1) private - anonymous (don't know who is requesting access) and unlinkable (don't know if the same user makes repeated requests or is the same user on other services).
2) widely available and extremely easy to register and integrate.
The current situation is that it's not easy, or private, or cheap to integrate. And the measures they say they will accept are trivially easy to bypass - so what's the point?
I worked in a startup that satisfied point 1 back in 2015. The widely available bit didn't come off though when we ran out of runway.
This whole concept runs into similar issues as digital voting systems. You don't need to just be anonymous, but it must be verifiably and obviously so — even to a lay person (read your grandma with dementia who has never touched a computer in her life). It must be impossible to make changes to the system that remove these properties without users immediately notice.
The only reason why paper identification has close to anonymous properties is the fallibility of human memory. You won't make a computer with those properties.
Voting is very different - you do need to be able to demonstrate the fairness of the process verifiably to everyone - not just crypto nerds. Age verification - well, some people might get around it, but if it generally seems to work that is good enough.
No. Absence of evidence that I am not anonymous does not constitute evidence that I am anonymous. Verifiable unlinkability is also difficult to prove.
It may be possible to create a system like this technically, but all social and economic incentives that exist are directed against it:
- An anonymous system is likely more expensive.
- The public generally does not care about privacy, until they are personally affected.
- You have no idea as a user whether the server components do what they say they are doing. Even if audited, it could change tomorrow.
- Once in place its purpose can change. Can you guarantee that the next government will not want to modify this system to make identification of dissenters, protestors or journalists easier?
Unlinkabilty and anonymity is not that hard to demonstrate in the design. At it's core it just means each proof or token is unique each time it is presented, and having no mathematical relation to others (and therefore not tied to any persistent identity either).

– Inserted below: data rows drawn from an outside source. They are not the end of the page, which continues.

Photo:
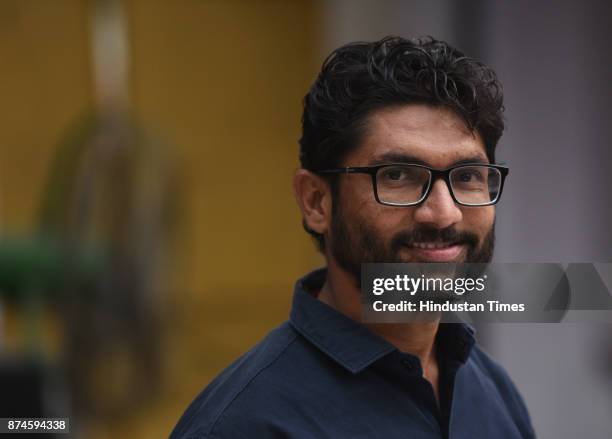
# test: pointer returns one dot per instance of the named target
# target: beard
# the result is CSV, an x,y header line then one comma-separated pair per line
x,y
352,246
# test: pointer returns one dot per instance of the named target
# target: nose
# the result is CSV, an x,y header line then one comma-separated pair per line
x,y
439,209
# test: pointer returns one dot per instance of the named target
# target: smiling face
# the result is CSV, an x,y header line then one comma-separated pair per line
x,y
438,229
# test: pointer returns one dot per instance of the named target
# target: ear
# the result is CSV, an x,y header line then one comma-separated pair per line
x,y
313,195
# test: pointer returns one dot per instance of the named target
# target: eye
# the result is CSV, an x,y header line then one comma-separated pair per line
x,y
471,175
395,174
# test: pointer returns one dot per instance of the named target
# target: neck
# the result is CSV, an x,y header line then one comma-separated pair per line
x,y
341,292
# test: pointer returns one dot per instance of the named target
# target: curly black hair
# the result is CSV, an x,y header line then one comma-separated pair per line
x,y
359,78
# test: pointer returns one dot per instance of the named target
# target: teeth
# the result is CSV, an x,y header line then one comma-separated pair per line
x,y
431,245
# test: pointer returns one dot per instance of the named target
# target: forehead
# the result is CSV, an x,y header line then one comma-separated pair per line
x,y
434,136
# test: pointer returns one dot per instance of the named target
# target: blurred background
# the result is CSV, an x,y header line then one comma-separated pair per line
x,y
134,268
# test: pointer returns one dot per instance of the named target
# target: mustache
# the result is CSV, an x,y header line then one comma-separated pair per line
x,y
449,235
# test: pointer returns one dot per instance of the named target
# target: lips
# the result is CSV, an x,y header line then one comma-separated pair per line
x,y
437,251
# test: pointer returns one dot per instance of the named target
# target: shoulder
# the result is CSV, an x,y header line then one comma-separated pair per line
x,y
499,378
241,391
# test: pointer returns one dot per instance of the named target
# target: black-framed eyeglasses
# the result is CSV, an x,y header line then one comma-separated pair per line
x,y
402,184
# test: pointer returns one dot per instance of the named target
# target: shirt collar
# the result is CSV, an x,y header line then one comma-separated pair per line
x,y
349,343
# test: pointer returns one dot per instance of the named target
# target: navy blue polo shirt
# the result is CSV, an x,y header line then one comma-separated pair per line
x,y
323,375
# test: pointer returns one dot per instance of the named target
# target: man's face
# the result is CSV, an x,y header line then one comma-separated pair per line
x,y
437,230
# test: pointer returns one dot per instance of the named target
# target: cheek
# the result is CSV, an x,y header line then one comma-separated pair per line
x,y
479,219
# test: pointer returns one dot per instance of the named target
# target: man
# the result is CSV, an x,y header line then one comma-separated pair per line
x,y
395,133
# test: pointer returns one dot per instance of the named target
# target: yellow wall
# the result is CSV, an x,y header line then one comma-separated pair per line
x,y
221,83
45,85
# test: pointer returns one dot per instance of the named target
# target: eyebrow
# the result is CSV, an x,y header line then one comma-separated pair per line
x,y
394,157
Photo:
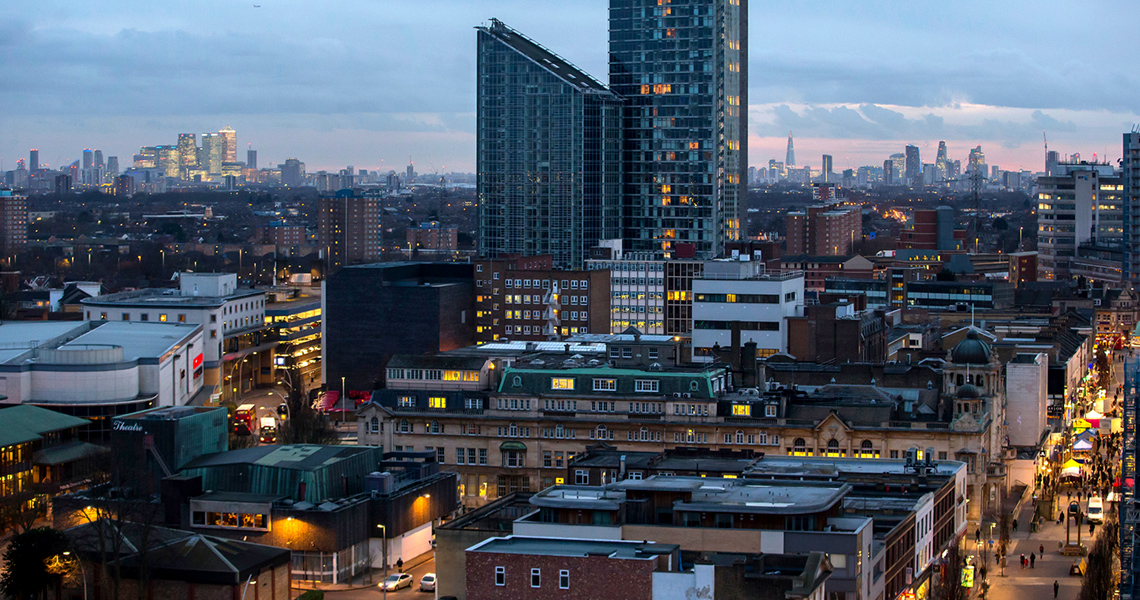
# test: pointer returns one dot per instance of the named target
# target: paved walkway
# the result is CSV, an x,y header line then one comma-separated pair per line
x,y
1037,583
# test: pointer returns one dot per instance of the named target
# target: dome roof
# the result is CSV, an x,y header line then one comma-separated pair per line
x,y
970,351
968,391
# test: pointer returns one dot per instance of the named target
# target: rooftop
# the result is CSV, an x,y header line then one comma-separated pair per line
x,y
573,548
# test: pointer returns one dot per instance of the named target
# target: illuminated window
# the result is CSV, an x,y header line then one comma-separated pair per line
x,y
561,383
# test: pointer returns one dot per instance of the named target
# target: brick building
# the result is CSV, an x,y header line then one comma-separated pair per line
x,y
13,221
348,228
824,230
527,299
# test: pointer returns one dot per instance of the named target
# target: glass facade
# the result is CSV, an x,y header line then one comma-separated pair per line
x,y
682,67
548,152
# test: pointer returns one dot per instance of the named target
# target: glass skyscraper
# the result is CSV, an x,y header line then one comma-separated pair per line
x,y
548,152
682,67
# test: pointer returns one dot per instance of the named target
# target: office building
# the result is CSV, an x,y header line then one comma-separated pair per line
x,y
526,299
167,160
233,323
737,301
213,153
433,238
913,165
13,223
548,152
348,228
683,71
1130,181
229,144
292,172
823,229
373,311
931,229
1080,207
187,151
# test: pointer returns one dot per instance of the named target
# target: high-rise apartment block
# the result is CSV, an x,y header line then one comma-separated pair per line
x,y
348,228
548,152
13,221
527,299
824,230
683,70
1080,208
678,76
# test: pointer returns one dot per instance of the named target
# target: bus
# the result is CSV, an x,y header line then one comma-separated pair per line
x,y
243,419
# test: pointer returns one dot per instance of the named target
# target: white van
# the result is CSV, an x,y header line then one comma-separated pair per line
x,y
1096,510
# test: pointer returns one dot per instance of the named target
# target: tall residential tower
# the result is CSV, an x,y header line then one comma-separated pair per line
x,y
683,70
548,152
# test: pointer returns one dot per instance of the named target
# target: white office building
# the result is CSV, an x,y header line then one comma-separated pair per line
x,y
231,318
737,301
98,370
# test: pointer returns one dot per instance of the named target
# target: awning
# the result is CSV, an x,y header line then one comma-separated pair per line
x,y
66,453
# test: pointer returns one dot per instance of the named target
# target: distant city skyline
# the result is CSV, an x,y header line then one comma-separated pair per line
x,y
114,76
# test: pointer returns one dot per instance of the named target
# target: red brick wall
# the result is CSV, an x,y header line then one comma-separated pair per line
x,y
591,577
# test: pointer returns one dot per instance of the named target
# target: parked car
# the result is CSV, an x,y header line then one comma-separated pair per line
x,y
1096,510
396,581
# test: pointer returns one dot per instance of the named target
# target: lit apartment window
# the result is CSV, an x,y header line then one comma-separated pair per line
x,y
561,383
605,384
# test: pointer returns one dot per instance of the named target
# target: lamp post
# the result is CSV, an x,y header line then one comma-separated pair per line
x,y
82,572
246,586
383,553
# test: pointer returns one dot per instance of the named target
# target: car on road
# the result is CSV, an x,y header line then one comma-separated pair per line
x,y
396,581
1096,510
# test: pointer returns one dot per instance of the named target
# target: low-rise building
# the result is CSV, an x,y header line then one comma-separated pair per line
x,y
97,370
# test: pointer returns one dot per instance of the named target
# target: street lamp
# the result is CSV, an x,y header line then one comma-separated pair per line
x,y
82,572
246,586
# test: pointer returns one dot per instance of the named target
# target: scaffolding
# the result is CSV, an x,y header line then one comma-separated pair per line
x,y
1130,516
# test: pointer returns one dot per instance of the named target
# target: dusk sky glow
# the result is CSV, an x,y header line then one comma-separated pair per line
x,y
366,82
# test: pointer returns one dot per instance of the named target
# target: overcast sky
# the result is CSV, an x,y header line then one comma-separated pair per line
x,y
366,82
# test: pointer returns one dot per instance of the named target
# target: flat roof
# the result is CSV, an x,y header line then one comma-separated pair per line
x,y
550,546
138,339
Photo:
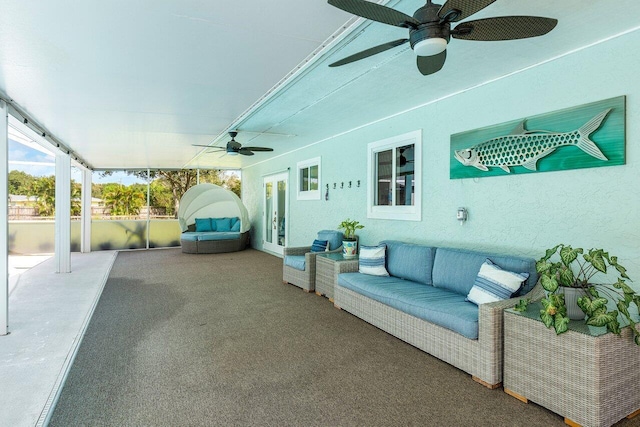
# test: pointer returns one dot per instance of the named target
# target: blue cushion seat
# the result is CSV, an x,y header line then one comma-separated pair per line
x,y
219,235
436,305
295,261
410,261
456,269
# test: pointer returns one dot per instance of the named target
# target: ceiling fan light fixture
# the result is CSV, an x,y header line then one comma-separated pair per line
x,y
430,47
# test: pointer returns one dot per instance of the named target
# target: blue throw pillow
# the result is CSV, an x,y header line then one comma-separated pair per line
x,y
495,284
222,224
372,260
203,224
319,246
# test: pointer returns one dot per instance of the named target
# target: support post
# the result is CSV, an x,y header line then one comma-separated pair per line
x,y
63,213
85,219
4,218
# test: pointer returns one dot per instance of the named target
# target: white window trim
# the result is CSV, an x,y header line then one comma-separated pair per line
x,y
406,213
309,194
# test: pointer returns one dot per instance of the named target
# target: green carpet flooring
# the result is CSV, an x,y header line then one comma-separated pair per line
x,y
217,340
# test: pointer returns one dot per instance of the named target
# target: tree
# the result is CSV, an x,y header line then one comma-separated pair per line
x,y
20,182
123,200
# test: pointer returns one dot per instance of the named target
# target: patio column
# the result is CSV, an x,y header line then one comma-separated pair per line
x,y
85,219
4,219
63,213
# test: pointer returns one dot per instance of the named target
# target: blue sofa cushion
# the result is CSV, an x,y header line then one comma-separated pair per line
x,y
435,305
408,261
456,269
222,224
295,261
332,236
204,224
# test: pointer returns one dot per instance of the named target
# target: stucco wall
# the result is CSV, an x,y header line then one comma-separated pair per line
x,y
521,214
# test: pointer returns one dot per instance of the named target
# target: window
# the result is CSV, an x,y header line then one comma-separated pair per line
x,y
394,177
309,179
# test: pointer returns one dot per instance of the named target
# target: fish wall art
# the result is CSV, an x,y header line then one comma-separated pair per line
x,y
591,135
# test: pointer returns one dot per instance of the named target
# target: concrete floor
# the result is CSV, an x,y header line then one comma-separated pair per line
x,y
48,314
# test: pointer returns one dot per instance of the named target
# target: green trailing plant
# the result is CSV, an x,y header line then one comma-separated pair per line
x,y
350,228
565,266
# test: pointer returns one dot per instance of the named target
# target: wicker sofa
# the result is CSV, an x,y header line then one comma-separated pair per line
x,y
423,302
212,241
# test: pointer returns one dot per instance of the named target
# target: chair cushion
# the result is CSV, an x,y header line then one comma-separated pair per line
x,y
495,284
372,260
204,224
332,236
222,224
295,261
319,245
410,261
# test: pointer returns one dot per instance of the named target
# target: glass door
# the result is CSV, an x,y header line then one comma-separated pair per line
x,y
275,212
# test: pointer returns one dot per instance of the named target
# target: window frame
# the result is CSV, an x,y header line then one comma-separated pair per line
x,y
402,212
308,194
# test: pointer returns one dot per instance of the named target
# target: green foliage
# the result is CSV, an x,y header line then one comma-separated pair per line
x,y
573,267
350,228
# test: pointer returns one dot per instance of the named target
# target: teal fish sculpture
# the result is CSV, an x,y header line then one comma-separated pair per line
x,y
524,147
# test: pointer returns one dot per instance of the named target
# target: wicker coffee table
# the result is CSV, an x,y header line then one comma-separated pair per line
x,y
587,375
328,266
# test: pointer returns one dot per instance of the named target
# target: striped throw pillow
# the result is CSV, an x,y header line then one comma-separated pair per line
x,y
319,246
495,284
372,260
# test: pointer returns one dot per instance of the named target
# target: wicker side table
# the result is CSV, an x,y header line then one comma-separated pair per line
x,y
328,266
587,375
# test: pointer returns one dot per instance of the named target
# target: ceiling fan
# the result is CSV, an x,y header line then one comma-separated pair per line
x,y
234,147
430,28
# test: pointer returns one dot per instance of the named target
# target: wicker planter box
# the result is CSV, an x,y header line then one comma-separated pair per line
x,y
588,376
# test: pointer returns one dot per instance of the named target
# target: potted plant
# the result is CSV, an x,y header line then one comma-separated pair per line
x,y
350,241
564,268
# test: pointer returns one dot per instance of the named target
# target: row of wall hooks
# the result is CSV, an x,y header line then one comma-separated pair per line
x,y
349,185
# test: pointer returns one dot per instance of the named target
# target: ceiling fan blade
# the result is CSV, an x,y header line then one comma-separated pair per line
x,y
466,8
376,12
431,64
257,148
504,28
369,52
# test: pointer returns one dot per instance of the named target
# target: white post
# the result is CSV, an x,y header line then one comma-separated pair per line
x,y
63,213
85,219
4,219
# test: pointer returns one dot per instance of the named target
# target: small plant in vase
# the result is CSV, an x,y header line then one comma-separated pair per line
x,y
350,241
573,269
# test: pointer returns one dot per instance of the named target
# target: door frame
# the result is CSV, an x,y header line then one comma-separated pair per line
x,y
274,179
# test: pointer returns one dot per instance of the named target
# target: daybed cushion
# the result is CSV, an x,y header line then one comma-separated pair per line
x,y
222,224
456,269
436,305
204,224
408,261
295,261
332,236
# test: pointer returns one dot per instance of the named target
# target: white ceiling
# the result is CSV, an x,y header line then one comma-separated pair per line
x,y
133,84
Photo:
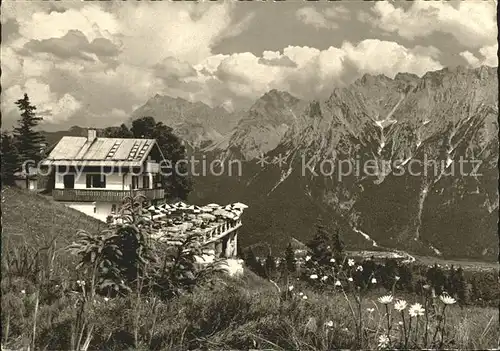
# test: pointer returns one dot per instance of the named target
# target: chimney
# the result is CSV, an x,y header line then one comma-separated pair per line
x,y
92,134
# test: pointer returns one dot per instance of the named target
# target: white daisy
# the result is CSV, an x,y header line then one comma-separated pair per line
x,y
416,310
387,299
400,305
447,299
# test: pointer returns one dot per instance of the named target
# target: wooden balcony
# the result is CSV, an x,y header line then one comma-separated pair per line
x,y
91,195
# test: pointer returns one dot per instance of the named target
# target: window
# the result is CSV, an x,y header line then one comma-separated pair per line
x,y
135,182
96,181
145,182
69,181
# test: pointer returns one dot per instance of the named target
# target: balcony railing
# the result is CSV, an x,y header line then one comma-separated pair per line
x,y
85,195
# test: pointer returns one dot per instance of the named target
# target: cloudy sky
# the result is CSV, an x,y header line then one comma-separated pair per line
x,y
92,64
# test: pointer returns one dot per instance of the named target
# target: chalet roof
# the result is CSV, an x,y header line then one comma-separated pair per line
x,y
72,151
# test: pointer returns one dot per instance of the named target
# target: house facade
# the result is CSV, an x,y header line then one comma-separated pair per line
x,y
94,174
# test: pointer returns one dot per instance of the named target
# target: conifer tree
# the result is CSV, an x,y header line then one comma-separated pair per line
x,y
270,266
28,140
461,287
9,159
321,244
253,263
291,263
338,246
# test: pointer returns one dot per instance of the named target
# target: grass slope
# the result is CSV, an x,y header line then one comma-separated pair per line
x,y
38,221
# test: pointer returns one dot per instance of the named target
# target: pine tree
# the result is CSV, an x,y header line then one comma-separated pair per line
x,y
28,141
338,246
321,244
9,159
291,263
253,263
270,266
461,287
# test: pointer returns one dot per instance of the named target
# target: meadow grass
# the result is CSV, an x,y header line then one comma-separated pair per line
x,y
45,305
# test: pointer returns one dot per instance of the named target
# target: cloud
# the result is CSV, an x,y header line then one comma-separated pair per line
x,y
488,56
51,107
74,44
93,64
238,79
326,19
171,68
471,23
310,16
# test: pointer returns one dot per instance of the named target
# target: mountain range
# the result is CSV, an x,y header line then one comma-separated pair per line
x,y
413,144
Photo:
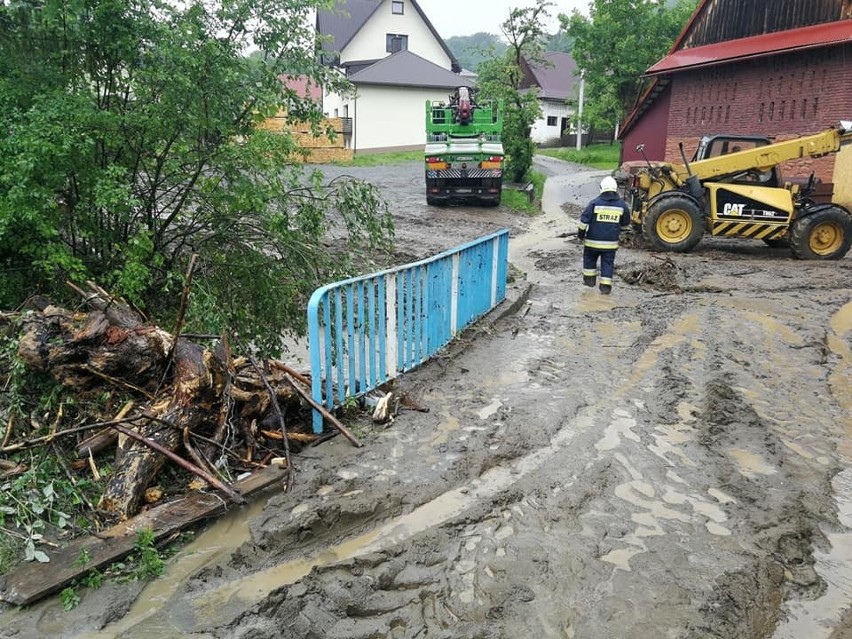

Client implementations may need auditing of course to make sure they are doing the right thing. But this is not really different to any other advanced technical system which we rely on every day (e.g. TLS).
As you say though, most of the public don't massively care about privacy (unless you mean their visits to porn sites I guess). But they do seem happy to accept crypto coin security assurances without being crypto experts.
As for "the purpose can change" well - so? That is also true or anything else, it does not seem like a reason to avoid having good protection now. Any change that could compromise that would not be undetectable - the fundamental crypto should not allow it. We would know if it happened.
[1] https://itdaily.com/news/security/eu-temporary-app-age-verif...
[2] https://openid.net/specs/openid-4-verifiable-presentations-1...
It's anonymous to the sites or companies you use it with and not to the government, but that would still be more robust than the uks checks so far. it's only end of 26 though, I thought it was at the end of this year instead.
They see a general need which the market cannot easily satisfy on its own - it needs standardisation to be cheap and interoperable, and it needs an identity backed by a trusted authority. So they establish a framework and legislation to make that possible.
The UK instead just states it's illegal not to do it, but without any private and not-trivially bypassed services available.
Proactive vs reactive.
It is often said that legislation tends to lag behind technology. At last, the UK is beating the world by legislating ahead of it!